The freshly booked newbuildings are a pair of 157,000-dwt conventionally fuelled suezmaxes due to be completed at DH Shipbuilding in December 2025 and January 2026, as well as an additional 7,000-ceu dual-fuel car carrier at CIMC Raffles, scheduled for delivery in July 2026.
No official information exists about the price at which the options were declared.
Market sources believe the price of the suezmaxes is around the same level at which the Greek owner ordered his first ones at the same yard, at about $85m.
The cost of the car carriers, however, is thought to have appreciated to a price in the “high $80m”, compared with the $85m that Atlas’ first units cost.
The latest newbuildings bring Atlas’ orderbook to 12 vessels — four 114,900-dwt LR2s and four 157,000-dwt suezmaxes at DH Shipbuilding, and four 7,000-ceu car carriers at CIMC Raffles.
How to double one’s cash
It is understood to have more options available to potentially boost the orderbook further.
Patitsas is not alone in these projects, having Denmark’s European Maritime Finance as a partner.
Atlas has not yet arranged employment for any of its newbuildings.
Given current market trends, however, Patitsas can expect to charter them at high rates on delivery.

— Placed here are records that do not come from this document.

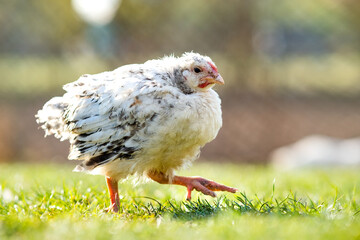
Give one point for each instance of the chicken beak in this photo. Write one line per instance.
(219, 80)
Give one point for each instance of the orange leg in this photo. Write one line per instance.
(203, 185)
(112, 185)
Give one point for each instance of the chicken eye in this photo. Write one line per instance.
(197, 70)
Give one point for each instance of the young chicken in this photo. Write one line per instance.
(148, 119)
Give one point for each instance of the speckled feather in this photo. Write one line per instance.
(134, 119)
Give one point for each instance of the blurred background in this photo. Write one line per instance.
(291, 67)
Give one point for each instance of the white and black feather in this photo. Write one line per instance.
(134, 119)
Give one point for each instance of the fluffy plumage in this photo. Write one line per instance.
(140, 118)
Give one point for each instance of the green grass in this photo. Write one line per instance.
(51, 202)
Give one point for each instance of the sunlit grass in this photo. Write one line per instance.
(51, 202)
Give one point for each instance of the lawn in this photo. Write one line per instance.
(51, 202)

The 115,100-dwt Freeport Star (built 2023), the company’s only ship on the water, is earning $50,000 per day in a one-year charter with BP.
The car carrier market has been moving in Atlas’ favour as well. As TradeWinds reported on 2 October, Gram Car Carriers’ 7,000-ceu Viking Queen (built 2007) was fixed by “a leading European operator”, probably Grimaldi, for five years at a juicy $62,300 per day.
Atlas has generated about $450m in proceeds over the past couple of years in highly lucrative sales of older tankers and aframax newbuildings ordered at the bottom of the market during the Covid pandemic.
It has reinvested much of that money in an extensive, $1.3bn newbuilding programme arranged by Clarksons in which Atlas has ordered 17 vessels, including four aframaxes it flipped to Libya’s GNMTC, as TradeWinds reported.
Atlas managers said the company has doubled its money in these deals, on a cash-on-cash basis.